同社が確認したキャンペーンは五つで、関連するやり取りは合計で約2億件に達した。標的になったのは、エージェント機能やツール利用、コーディング、データ分析、論理的推論など、Claudeの中核的な能力だった。
主なポイント
- 最終回答だけが狙われたわけではない。 蒸留では、強力な「教師モデル」に大量の質問を行い、その出力を使って小型モデルを微調整する。今回の活動では、回答そのものに加え、推論の過程や作業上の痕跡が重視されたとAnthropicは説明している。
- 思考過程の保護を回避する工夫が使われた。 Claudeは通常、内部の思考連鎖ではなく要約された思考を表示する。報告書によると、攻撃者は作業用メモリの出力を翻訳依頼に見せかけるなど、特殊な指示でより詳細な推論痕跡を引き出そうとした。
- 最大規模はAlibaba関連とされた活動だった。 2026年5月から7月にかけ、約3500アカウントから約1億5100万件のやり取りがあり、ピーク時には1日約300万件に達したという。各アカウントが同じ固定プロンプトを使っていたため、Anthropicは一つの組織的な取り組みと判断し、Qwenシリーズ向けの訓練材料収集に関連づけた。

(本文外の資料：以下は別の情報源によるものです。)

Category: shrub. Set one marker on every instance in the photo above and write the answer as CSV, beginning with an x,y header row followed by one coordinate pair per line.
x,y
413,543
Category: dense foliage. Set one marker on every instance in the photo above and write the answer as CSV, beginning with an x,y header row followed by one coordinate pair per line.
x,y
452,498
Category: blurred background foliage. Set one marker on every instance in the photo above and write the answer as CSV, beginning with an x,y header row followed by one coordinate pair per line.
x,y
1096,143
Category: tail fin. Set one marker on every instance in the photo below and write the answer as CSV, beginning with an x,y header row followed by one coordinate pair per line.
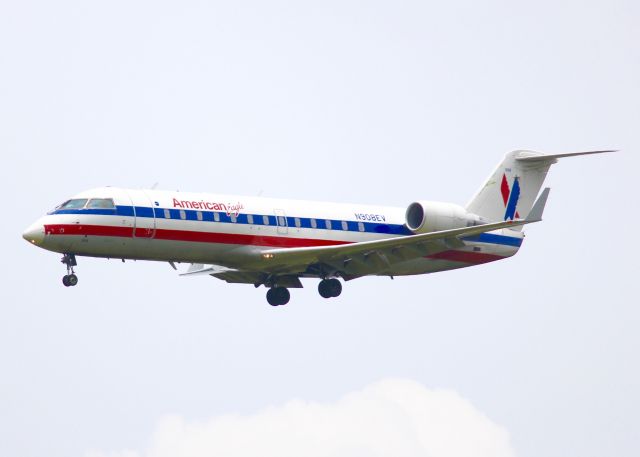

- Moonshot AI関連の活動では敏感な用途も確認された。 報告書によれば、10日間で約5000アカウントを経由して約30万件のリクエストが送られ、その多くがClaude Opusを対象にしていた。監視カメラ映像から対象者の異常行動を判定する依頼も含まれていた。中国軍からのリクエストを中継していたようだという点は、Anthropicによる帰属判断として示されている。
意味と影響
今回の報告は、モデル蒸留が単発の技術検証から、相当な規模で運用できる活動へ移行した可能性を示す。多数のアカウント、自動化された問い合わせ、同一プロンプトの反復を組み合わせることで、サービス提供者は個々の利用だけから悪用目的を見抜きにくくなる。アカウント間の関係、通信パターン、プロンプトの類似性を組み合わせた監視が必要になるだろう。
推論痕跡は、単なる回答よりもモデルの振る舞いを学習する材料になり得る。一方、Anthropicの説明は観測結果と帰属に関するものであり、名前が挙がったモデルがClaudeの能力を完全に再現したことや、収集データの最終的な利用方法まで証明するものではない。
透明性と能力流出のバランスも難題だ。説明を増やせば利用者の理解は進むが、詳細な中間過程は競合モデルの学習信号にもなり得る。今後は、アクセス権限、出力制御、異常トラフィック検知、企業間の不正利用情報共有が、モデル安全対策の重要な要素になりそうだ。